I'm training to run a half-marathon later in the year. I have always been a runner but only distances of up to 10km. Should I change my diet when training for these longer distances? What should I be eating before and after a workout?
Answer: During longer runs, you will be using up more energy which means you will need to feed your body more food to cover for this. So while the kinds of foods you are eating won’t change, the amount you are eating may need to be increased.
Another thing to consider is the extra fluid (e.g water) you will need throughout the day and after a training run to cover for the increased sweat loss you will experience because you are running for longer periods of time.
The other major difference between an exercise regime that involves runs lasting less than 60 minutes and one with runs lasting for more than 60-90minutes is the need to have an extra source of carbohydrate during the run.
After about 90 minutes of continuous exercise, the amount of carbohydrates (fuel) we have stored in our body runs out. To keep running at your best, you need to have something like a sports drink or gel regularly throughout the run. In general, we need 30-60g carbs for every hour of exercise. This is equal to roughly one litre per hour but is best broken down into smaller volumes like drinking 250mL every 15 -20 minutes. Sports drinks that provide a source of sodium are also useful in replacing sweat losses and helping you to stay hydrated.

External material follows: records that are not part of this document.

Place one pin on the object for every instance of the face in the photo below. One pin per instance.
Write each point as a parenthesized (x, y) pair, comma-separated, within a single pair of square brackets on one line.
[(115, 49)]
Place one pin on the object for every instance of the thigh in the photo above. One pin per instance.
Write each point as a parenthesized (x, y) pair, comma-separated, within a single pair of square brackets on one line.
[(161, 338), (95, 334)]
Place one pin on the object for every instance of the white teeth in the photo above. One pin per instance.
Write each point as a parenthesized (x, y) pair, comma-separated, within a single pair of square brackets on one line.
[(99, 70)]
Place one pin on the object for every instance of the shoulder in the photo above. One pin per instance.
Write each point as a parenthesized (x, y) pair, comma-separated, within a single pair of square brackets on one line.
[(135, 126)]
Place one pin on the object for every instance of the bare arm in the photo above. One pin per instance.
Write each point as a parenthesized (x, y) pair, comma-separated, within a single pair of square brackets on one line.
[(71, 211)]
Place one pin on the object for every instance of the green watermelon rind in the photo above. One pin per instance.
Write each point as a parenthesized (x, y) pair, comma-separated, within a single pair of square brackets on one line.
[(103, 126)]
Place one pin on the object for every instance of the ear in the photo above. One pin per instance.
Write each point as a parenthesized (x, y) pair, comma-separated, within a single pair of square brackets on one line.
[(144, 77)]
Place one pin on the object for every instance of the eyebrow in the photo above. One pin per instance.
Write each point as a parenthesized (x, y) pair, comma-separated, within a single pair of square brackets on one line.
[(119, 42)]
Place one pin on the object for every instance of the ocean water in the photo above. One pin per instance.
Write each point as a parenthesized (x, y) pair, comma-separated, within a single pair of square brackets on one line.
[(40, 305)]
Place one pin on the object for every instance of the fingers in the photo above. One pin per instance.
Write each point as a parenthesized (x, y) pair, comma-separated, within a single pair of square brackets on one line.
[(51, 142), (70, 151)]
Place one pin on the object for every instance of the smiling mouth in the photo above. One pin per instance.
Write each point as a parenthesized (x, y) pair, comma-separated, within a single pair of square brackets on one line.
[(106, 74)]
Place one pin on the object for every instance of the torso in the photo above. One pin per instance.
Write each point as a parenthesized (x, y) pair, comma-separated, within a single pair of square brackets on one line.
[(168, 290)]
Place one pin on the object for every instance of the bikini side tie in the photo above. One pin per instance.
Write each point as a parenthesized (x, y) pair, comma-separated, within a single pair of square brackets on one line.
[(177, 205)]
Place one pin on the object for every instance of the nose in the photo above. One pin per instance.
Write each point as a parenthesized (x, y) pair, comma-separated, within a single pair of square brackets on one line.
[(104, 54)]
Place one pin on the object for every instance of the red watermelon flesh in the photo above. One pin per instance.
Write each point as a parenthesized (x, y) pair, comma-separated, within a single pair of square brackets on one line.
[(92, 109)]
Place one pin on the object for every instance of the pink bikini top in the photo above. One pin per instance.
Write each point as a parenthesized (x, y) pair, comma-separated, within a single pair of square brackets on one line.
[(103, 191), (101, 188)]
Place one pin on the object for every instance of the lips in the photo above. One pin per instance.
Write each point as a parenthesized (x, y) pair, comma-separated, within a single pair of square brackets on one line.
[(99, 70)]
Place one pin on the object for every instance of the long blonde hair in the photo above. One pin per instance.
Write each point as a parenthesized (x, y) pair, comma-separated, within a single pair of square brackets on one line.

A good sports drink will contain 4-8 percent carbohydrates and 20-30mml/L of sodium. Use the nutrition information panel to find a sports’ drink that meets these criteria.
To get the most out of your training runs and of course race day, the timing and type of food you eat is really important. As a general guide, you should aim to eat a main meal three to four before a run and then a lighter snack one to two hours beforehand. As always though, it’s best to trial any nutrition strategies you intend to do on race day during training runs. This way, you will know what works best for you!
Below are some examples of suitable foods to eat before and after exercise:
Aim to eat food that is high in carbohydrates for energy but low in fat with moderate fibre levels to reduce the risk of gastrointestinal upset.
Three to four hours before run:
- Baked beans on toast
- Breakfast cereal and milk
- Crumpets with jam or honey and flavoured milk
- Baked potato or kumara with salad and cottage cheese
- Bread roll with cheese and lean meat filling and a banana
- Pasta or rice made with a tomato-based sauce, lean meat and vegetables
One to two hours before exercise:
- Fruit smoothie
- Cereal bars
- Fruit flavoured yoghurt
One hour before exercise:
- Sports drink
- Sports gel
Straight after run
Food that provides a good source of carbohydrate along with some protein will help to improve your recovery so you can get back out on the road again. Some good recovery snacks are listed below:
- 700-800mL sports drink plus yoghurt
- Low-fat flavoured milk
- Creamed rice
- Cereal and milk
- Fruit salad and yoghurt
- Toast/crumpets with peanut butter + milk
Early morning starts
Sometimes, it’s just not practical to get up three to four hours before an early morning run or race to eat something decent. In this case, make sure you have a high-carbohydrate dinner the night before and then try eating some fruit or a cereal bar along with some fluid in the hour or so before exercise. Make up for this by drinking sports drink or having carbohydrate gels throughout the race, starting early and continuing to have them every 15 minutes throughout the race.